Untuk situasi hari ini, semua yang dialami tokoh kupikir related banget dengan kehidupan sekarang. Ketika viral, yang terdampak bukan cuma satu orang, bisa jadi satu keluarga. Trus kritik-kritiknya Tita di ranah per-indie-an juga menarik, Tita ngritik pembuat konten yang seolah berpihak korban tapi nyatanya cari untung dan klik; dia diserang balik sama pembuat konten, isinya kira-kira, "gak ada bedanya juga sama elu, lu ngritik pemodal, kuasa, kapitalisme, and what the hell, tapi lu hidup dengan jualan dari baju-baju trifting yang lu modifikasi, trus lu jual lagi dengan harga yang tinggi. Itu apa?" Njay, ini kena banget. Trus kritik Tita juga kalau ingat pas dia lagi embung ikan sama keluarganya, terkait konten-konten di medsos yang cuma buat ajang flexing dan menuhin ego orang lain gitulah. Aslinya sih untuk kepentingan dia sendiri.

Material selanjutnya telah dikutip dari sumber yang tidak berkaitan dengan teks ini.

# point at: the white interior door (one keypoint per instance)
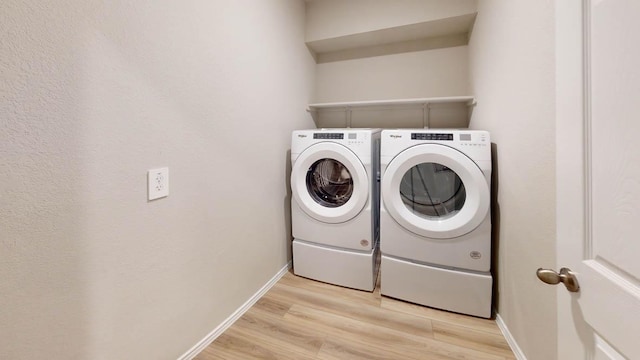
(598, 177)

Trus nilai lain yang kental di sini itu, pertama, kekeluargaan. Bagaimana sebuah keluarga meskipun tak sempurna mau saling melindungi. Pas keluarga Bu Prani pindah rumah, adegan di rambu lalu lintas saat hujan deras, trus Tita beli bakso dan diberikan ke masing-masing anggota keluarganya itu haru banget sih. Kedua, aksi solidaritas dari guru ke murid yang melintasi angkatan. Bagaimana murid-murid yang lintas umur bantu kasus guru mereka. Ketiga, nilai-nilai permedsosan yang semakin tidak jelas. Cancel culture yang mau disampaikan film ini tuh menurutku, apa pun yang ada di dunia maya itu perlu disaring dan diverifikasi biar gak jadi bencana buat orang banyak! Itu kenapa, budi pekerti (literal) sangat dibutuhkan. Ini tuh bahasan etika sebenarnya.

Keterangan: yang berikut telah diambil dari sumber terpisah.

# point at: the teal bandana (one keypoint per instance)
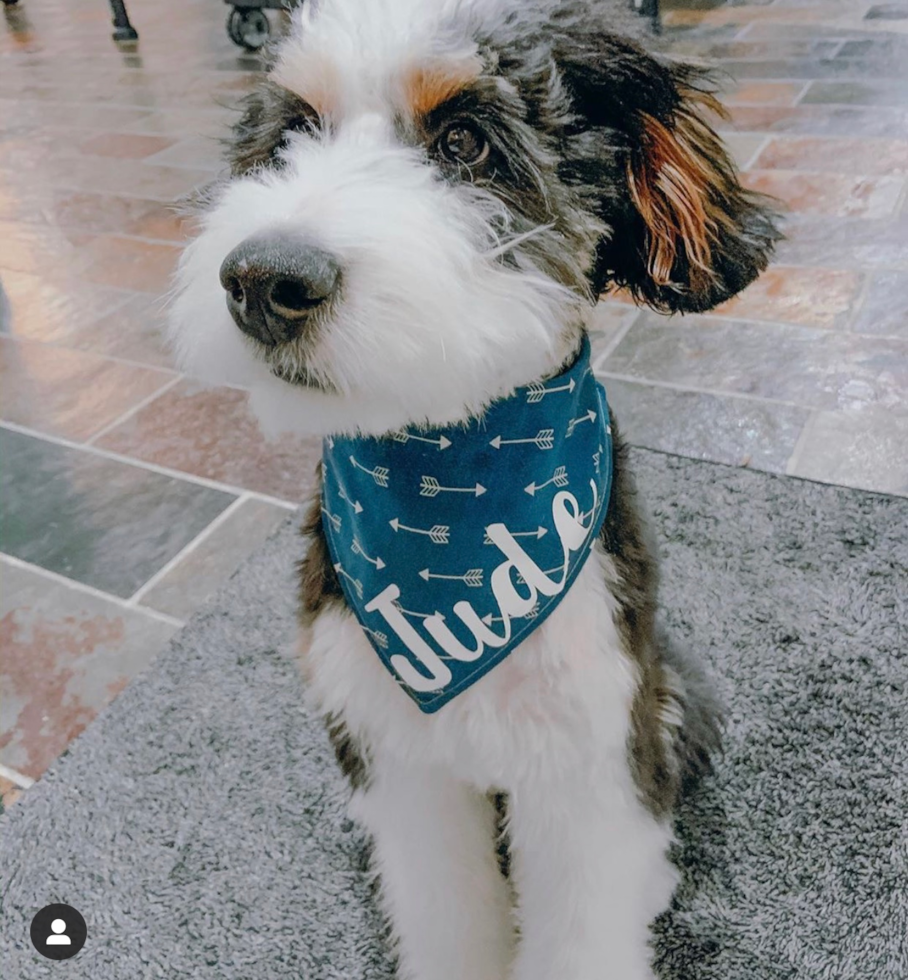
(453, 544)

Ada juga yang baca film ini dari perspektif unintended consequences. Argumennya, dalam hidup itu ada namanya konsekuensi yang gak bisa kita prediksi, gak bisa kita rencanakan, dan gak kita duga dari tindakan kita. Ini pernah dijelasin sama Marx, Engels, John Locke dan Adam Smith, jelas Okki Sutanto. Ada selalu faktor Z atau kejadian Y yang terjadi meski kita udah secara sadar dan rasional, selalu ada yang suka dan tidak suka, yang seneng dan tersinggung, jadi ya meski gitu, jangan lelah berbuat baik.